As Hauerwas works through Matthew’s Gospel chapter by chapter, he occasionally cites contemporary biblical scholars; more frequently he explains the relation of a Matthean passage to a classical Christian teaching or the work of a recent theologian. Most often, however, he takes off from a point of departure in Matthew to present an exposition of a doctrinal, ethical or spiritual topic.
As Hauerwas works through the narratives, sermons and parables of Matthew, and especially the Sermon on the Mount, he displays the profoundly biblical basis of the positions he has expounded over the years. Readers who have followed Hauerwas’s writings closely will recognize themes, incidents and favorite interlocutors whom Hauerwas draws into a marvelous, improbable quilt of biblical theology. He exercises the prerogative not to parse every participle, instead concentrating on pivotal theological points of the narrative units he covers. He hops from punch line to punch line, emphasizing the theological angles he identifies in the Gospel pericopes.
This approach permits Hauerwas the latitude to lead from his strong suit. By interweaving contemporary and historical narratives with the plot of Matthew’s Gospel, he displays the power of narrative exposition (and suggests by contrast the dryness of technical analysis). Likewise, Hauerwas shows the value of a figurative imagination in biblical reading; he continually draws Matthean motifs together with similar features in the rest of the Bible and shows where subsequent generations found the basis for their doctrinal reasoning. In the passages where Matthew, Hauerwas and their shared interlocutors all strike the same chord, the approach vindicates the value of this series to libraries already glutted with commentaries.
Because Hauerwas’s anecdotal approach highlights the punch lines, though, his commentary tends paradoxically to obscure the continuity of Matthew’s narrative; the first Gospel is not, after all, a theological greatest-hits album but a composed whole. To the extent that Hauerwas soft-pedals the narrative texture of Matthew’s Gospel, he slides past some of the features that would strengthen his case. Similarly, Hauerwas gives the great interpreters of Matthew such prominence that they tend to outshine the evangelist, who, after all, might fairly expect to be the star (or costar, with Jesus) of a book about his Gospel. It is precisely this tendency that triggers the biblical guild’s mistrust of theologians who write biblical commentary. At the points where Hauerwas advances interpretations that engage patristic and modern readers more than they engage features of Matthew’s Gospel, biblical scholars may conclude that their disciplinary suspicion is well founded.

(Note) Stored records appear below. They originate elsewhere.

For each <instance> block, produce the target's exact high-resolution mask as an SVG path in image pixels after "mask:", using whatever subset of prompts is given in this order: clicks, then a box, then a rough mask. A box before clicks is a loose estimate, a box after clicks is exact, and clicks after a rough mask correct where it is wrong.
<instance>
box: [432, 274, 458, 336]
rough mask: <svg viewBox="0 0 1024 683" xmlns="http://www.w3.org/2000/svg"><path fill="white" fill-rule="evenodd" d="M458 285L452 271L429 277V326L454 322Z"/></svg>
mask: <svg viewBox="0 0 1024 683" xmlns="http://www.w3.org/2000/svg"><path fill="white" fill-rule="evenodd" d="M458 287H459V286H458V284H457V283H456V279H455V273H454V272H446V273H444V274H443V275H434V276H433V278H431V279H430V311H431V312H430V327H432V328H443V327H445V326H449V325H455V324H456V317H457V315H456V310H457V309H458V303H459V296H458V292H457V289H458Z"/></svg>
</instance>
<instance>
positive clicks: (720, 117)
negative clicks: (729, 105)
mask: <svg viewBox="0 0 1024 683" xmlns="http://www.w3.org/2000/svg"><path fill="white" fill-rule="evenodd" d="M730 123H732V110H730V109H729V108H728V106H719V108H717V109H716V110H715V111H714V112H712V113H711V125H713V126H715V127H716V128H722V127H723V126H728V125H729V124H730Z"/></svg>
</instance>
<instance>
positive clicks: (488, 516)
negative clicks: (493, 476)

Their hesitation would not be groundless, but it would miss the vitally important point that Hauerwas is venturing into new terrain where there are few if any contemporary models. The obvious example is Barth’s Romans commentary, in which Barth so daringly inhabits Paul’s spirit (with a level of success that varies depending on the reader). Hauerwas doesn’t take that route; where Barth aims to think with Paul’s own mind, Hauerwas professes to respect Matthew’s reticence by not saying what he “really meant.” That respect warrants appreciation—but Hauerwas steers so clear of saying what Matthew really meant that the commentary seems to focus more on the aftereffects of Matthew than on the Gospel itself.
This commentary serves readers admirably by connecting the points that lie between the first and 21st centuries and by reminding readers that Matthew’s Gospel has played a deep, broad role in centuries of theological reflection. The book doesn’t undo the problems that beset the commentary genre or resolve the disciplinary conflict between biblical studies and theology, but it does advance the cause of a less problematic, more harmonious theological reading of the Bible. It will appeal most to readers who already appreciate Hauerwas’s writings, to preachers, and to those hardy theological explorers who, with Hauerwas and Reno, persist in seeking a better rhetoric in theological commentary on scripture.